S’appuyant sur une croissance stable du PIB réel (autour de 7–8 %), des exportations dépassant les 355 milliards de dollars et des flux d’investissements directs étrangers (IDE) atteignant 35 à 40 milliards de dollars par an, l'expert souligne que Hanoï consolide sa position de leader au sein de l’ASEAN.
Selon lui, le facteur qui différencie de plus en plus le Vietnam n'est plus l'expansion de sa capacité de production, mais la modernisation de sa structure. Les industries de haute technologie, notamment l’électronique, les semi-conducteurs, la mécanique de précision et les composants avancés, représentent désormais plus de 30 % de la production totale du secteur manufacturier.
À elles seules, les exportations électroniques ont franchi le seuil des 120 milliards de dollars, propulsant le pays devant plusieurs concurrents régionaux traditionnels. Les services à forte valeur ajoutée connaissent une expansion rapide.
Le secteur tertiaire contribue aujourd’hui à environ 42 % du PIB, traduisant son rôle croissant en complément de l’industrie. Le pays compte plus d’un million de spécialistes des technologies de l’information, tandis que les activités numériques et les services informatiques affichent une croissance à deux chiffres.

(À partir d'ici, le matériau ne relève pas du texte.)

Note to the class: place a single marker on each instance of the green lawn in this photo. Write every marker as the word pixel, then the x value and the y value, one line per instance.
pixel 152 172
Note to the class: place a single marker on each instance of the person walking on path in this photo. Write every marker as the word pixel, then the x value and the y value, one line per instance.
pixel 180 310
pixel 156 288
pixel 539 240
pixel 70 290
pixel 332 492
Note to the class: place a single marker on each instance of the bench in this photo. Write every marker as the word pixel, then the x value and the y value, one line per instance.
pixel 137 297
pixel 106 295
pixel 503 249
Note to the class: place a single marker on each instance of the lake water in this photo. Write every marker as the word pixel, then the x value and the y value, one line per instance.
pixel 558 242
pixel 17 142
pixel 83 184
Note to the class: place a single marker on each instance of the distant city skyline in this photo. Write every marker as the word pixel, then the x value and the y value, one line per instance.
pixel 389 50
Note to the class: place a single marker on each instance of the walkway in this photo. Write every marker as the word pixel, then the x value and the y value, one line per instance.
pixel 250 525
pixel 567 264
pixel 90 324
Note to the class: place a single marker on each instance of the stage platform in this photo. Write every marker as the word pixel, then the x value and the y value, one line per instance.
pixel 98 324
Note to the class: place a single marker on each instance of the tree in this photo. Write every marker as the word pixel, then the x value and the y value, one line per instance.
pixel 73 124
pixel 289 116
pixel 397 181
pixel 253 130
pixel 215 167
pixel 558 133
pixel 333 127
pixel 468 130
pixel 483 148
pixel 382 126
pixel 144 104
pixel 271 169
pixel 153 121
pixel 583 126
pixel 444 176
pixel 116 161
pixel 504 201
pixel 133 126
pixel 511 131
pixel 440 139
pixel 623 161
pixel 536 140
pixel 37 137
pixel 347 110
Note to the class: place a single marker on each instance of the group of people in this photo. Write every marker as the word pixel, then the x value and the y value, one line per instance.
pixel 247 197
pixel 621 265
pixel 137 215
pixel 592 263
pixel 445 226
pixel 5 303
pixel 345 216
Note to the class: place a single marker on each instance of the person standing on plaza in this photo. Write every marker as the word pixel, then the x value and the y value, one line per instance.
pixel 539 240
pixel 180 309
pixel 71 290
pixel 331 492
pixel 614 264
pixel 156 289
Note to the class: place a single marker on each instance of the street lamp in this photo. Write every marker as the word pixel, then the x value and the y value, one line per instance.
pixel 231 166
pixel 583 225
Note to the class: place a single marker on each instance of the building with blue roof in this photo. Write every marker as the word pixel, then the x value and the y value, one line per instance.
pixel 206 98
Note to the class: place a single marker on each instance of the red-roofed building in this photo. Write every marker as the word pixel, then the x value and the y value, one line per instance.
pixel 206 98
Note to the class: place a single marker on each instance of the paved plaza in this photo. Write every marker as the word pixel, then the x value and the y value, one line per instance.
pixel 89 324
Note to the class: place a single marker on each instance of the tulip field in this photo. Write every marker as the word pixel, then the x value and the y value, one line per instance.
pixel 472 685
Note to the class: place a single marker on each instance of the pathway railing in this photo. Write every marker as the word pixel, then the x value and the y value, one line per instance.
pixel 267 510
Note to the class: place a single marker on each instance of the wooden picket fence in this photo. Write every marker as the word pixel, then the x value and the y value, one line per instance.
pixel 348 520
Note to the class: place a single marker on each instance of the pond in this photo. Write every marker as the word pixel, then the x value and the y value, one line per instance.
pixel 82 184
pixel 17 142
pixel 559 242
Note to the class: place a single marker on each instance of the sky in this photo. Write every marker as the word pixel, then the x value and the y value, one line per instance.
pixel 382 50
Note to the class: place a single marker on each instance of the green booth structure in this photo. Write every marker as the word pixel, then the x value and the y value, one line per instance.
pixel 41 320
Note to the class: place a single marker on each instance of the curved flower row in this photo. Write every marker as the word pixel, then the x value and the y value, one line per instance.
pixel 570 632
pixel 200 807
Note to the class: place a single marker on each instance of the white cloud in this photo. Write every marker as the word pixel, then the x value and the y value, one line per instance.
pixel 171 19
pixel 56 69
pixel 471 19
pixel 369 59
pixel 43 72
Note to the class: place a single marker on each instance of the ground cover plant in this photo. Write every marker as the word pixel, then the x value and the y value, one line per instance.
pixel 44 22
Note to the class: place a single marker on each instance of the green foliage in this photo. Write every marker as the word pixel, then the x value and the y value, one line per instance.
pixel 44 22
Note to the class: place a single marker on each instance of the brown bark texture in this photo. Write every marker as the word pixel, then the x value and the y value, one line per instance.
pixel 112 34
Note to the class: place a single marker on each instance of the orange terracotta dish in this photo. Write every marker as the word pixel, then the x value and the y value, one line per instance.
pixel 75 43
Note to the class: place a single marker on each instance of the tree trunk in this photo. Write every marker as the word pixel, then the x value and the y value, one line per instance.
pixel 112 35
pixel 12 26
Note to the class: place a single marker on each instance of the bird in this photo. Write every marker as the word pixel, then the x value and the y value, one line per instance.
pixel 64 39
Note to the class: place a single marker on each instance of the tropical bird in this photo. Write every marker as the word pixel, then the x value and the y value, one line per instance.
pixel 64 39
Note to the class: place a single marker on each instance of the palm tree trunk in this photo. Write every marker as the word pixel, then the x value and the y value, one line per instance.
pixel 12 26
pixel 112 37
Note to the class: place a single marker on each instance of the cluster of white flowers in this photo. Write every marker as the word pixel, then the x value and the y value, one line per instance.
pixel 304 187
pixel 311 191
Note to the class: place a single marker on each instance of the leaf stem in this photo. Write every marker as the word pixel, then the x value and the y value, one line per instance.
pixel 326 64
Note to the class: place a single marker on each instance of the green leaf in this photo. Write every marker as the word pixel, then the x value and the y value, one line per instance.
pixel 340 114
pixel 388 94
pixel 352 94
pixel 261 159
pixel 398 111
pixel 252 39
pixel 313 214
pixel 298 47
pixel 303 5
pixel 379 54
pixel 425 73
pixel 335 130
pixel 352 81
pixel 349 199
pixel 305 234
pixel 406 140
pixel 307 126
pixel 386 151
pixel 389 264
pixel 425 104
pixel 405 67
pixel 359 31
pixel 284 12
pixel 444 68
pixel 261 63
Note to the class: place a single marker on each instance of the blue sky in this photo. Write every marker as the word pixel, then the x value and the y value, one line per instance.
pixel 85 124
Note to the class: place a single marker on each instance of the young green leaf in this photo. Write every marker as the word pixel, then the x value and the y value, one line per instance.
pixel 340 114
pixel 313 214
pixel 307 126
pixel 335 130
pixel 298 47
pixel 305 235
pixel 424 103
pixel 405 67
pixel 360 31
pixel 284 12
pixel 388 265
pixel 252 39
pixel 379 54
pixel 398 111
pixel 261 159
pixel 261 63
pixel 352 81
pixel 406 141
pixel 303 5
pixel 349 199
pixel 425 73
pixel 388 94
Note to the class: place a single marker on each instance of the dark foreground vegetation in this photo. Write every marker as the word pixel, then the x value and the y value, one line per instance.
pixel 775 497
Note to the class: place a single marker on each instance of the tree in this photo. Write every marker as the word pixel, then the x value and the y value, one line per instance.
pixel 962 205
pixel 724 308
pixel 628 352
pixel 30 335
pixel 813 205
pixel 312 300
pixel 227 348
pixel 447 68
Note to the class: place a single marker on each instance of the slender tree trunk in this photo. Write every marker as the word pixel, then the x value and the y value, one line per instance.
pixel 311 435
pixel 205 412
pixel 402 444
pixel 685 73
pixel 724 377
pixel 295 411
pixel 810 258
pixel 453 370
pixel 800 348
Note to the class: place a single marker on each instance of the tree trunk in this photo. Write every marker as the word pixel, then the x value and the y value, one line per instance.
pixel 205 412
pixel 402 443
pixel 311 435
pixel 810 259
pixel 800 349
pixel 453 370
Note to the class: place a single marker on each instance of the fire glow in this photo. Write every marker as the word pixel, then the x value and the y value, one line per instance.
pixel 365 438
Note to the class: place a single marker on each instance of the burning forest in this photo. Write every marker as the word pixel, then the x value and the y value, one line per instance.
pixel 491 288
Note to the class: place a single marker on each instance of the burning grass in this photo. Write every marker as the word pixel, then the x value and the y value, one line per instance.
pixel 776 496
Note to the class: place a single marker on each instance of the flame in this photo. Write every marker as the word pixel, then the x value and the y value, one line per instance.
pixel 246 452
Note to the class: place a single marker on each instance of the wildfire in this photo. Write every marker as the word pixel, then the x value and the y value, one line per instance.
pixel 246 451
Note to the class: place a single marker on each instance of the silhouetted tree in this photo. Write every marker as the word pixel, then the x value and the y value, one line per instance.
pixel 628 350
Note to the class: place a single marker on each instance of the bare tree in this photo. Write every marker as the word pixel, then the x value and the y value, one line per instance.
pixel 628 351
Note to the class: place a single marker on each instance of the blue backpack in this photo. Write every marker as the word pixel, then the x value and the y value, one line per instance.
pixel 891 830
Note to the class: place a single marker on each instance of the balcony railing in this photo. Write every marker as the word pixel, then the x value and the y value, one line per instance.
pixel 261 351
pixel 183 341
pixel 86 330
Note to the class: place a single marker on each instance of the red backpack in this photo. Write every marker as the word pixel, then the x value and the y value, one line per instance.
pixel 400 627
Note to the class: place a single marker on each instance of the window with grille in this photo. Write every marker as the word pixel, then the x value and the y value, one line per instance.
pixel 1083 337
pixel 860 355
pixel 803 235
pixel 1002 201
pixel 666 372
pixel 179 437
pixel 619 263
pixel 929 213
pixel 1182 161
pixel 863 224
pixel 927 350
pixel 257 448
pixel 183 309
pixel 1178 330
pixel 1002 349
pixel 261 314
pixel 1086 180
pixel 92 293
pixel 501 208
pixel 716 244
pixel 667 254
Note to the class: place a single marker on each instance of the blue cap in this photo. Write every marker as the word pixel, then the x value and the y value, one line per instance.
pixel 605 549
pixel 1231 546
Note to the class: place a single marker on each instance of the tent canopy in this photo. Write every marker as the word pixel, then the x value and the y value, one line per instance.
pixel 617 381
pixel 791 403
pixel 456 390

La valeur ajoutée du secteur logistique continue de progresser, portée par des investissements soutenus dans les ports en eau profonde, les réseaux autoroutiers et les corridors industriels. Cette dynamique positionne le Vietnam comme un centre régional de coordination des chaînes d’approvisionnement, au-delà du simple rôle de plateforme d’assemblage.
Toutefois, Shan Saeed avertit que cette transition vers des segments technologiques comporte des défis de mise en œuvre. Pour maintenir cette trajectoire, le Vietnam devra impérativement poursuivre les investissements dans le développement d’une main-d’œuvre hautement qualifiée, renforcer la fiabilité du réseau électrique et aussi mener les réformes réglementaires.